正如太子所言,各宫门按时辰下钥,精准无误,殿前司同禁卫军根据各身职责,在皇宫内分区域布防,各宫门之内,关上门自己的事,殿前司和禁卫军不管,但公共区域,除有天子令,任何人不可随意走动。

纵姜玉成是最受宠的小郡王,也不行。

苏懋和姜玉成只在奉和宫附近相对放松和自如,毕竟这里是废太子的地方,有人把这里营造成了‘竞技场’,可不就得放开些?

再往远了去,就得慢下来,更谨慎了。

目标是都知监,但他们不能在天黑前过去,都知监是太监地盘,倒不是不能强行去,小郡王身份摆在这里,但他们目的是想看到都知监的阴暗面,你大摇大摆去了,还看什么,逼别人演戏给你看?

当然得悄悄的。

“……快快,穿过前头那道宫巷,就离得不远了!”

姜玉成很兴奋,拉着苏懋往前小跑,突然眼前一花,看到了巡夜的禁卫军!他赶紧止住,奈何刚那一下冲劲太大,稳不住。

“诶卧槽——”

他下意识捂住脸,争取别摔的太难看,心说这波怕是躲不过去了。

不成想后脖领一紧一拽,他刚在前面露个鼻尖,就被拽了回去。

苏懋食指竖在唇间:“嘘——”

姜玉成屏住呼吸,好险!

“好兄弟!”他紧紧拽住苏懋袖子,声音压低到气音,表情诚恳极了,“你放心,真要有人欺负咱们,我一定跑快点,好转回来救你!”

苏懋:……

我谢谢你。

等禁卫军过去,姜玉成摸着下巴:“大意了,早知有这一日,我该多记记宫中地图的……”

宫中地图这种东西,苏懋肯定是没见过的:“现在怎么走?”

姜玉成看了看四周,转过身对着墙,将扇子插进后脖领,搓了搓手,跃跃欲试:“看来只能翻墙了。”

苏懋:……

也不是不行,翻就翻吧。

可皇宫布防会看不到你翻墙?

他捏了捏眉心,指了指东边墙边:“至少往那边点?”

一来有阴影遮挡,二来,至少离奉和宫方向更近些,奉和宫地位特殊,希望那些在这里斗来斗去的人能放放水。

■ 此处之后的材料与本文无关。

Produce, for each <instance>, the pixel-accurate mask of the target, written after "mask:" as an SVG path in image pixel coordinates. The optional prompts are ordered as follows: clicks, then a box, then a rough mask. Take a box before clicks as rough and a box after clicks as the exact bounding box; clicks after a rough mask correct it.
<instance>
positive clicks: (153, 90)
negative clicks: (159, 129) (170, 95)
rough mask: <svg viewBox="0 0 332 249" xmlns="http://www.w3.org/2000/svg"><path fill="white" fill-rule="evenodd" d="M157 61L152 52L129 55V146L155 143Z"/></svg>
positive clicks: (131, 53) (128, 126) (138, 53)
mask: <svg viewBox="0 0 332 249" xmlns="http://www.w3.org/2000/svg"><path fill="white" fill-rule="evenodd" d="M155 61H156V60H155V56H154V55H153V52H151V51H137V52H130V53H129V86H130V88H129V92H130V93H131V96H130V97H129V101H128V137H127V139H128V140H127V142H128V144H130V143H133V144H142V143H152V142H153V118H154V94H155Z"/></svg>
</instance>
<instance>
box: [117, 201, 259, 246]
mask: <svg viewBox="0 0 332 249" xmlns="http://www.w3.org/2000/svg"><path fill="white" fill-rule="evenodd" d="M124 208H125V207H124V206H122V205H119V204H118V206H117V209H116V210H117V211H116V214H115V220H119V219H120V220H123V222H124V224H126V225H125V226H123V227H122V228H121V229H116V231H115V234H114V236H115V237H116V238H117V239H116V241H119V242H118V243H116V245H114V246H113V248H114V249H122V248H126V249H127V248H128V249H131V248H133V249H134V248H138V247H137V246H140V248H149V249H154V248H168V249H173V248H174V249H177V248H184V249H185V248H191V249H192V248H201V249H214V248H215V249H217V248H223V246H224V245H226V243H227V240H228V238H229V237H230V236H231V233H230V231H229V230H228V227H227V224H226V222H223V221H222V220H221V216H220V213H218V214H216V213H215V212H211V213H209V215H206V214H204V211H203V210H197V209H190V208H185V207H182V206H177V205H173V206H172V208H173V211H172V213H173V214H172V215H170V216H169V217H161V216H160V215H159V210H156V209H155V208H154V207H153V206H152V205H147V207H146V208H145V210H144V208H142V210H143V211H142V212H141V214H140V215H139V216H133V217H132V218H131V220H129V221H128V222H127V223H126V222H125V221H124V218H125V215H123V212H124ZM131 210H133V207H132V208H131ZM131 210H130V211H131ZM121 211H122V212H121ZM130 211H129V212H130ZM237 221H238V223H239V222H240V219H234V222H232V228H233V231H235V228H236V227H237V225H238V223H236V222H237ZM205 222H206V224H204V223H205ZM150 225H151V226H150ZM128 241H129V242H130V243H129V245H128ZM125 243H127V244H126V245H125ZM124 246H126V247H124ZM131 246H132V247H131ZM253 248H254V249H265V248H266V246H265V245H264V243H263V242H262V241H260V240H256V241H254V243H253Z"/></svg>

然而苏懋还是大意了,只要慢一点,看不出明显动静,他和姜玉成的确能顺利翻过墙,但姜玉成裤子被石头挂住了,下不去!

“呃……”

姜玉成也觉得有些尴尬,最后想反正裤子穿在里头,外面还有外袍呢,坏了也不打紧,一狠心,‘刺啦’一声,跳了下去。

但因撕扯力道影响,他往下的落点偏移,马上要摔进灌木丛里了!而苏懋在他后面翻墙,根本来不及救他!

这灌木丛枝杈横生,小郡王细皮嫩肉的,生命危险不至于,划伤是难免的了……

电光火石间,有个黑影从灌木丛里出来,伸手去接姜玉成,没接住——

但也算阻了他的落势,还给他垫了背,没让姜玉成伤着。

“小爷的腰……”

苏懋也迅速跳了下来,看清楚了暗影的脸:“归问山?你怎么在这里?”

归问山已经起身,拍打衣上的尘:“我才要问你们,大晚上的,跑这里来做什么?还爬墙?”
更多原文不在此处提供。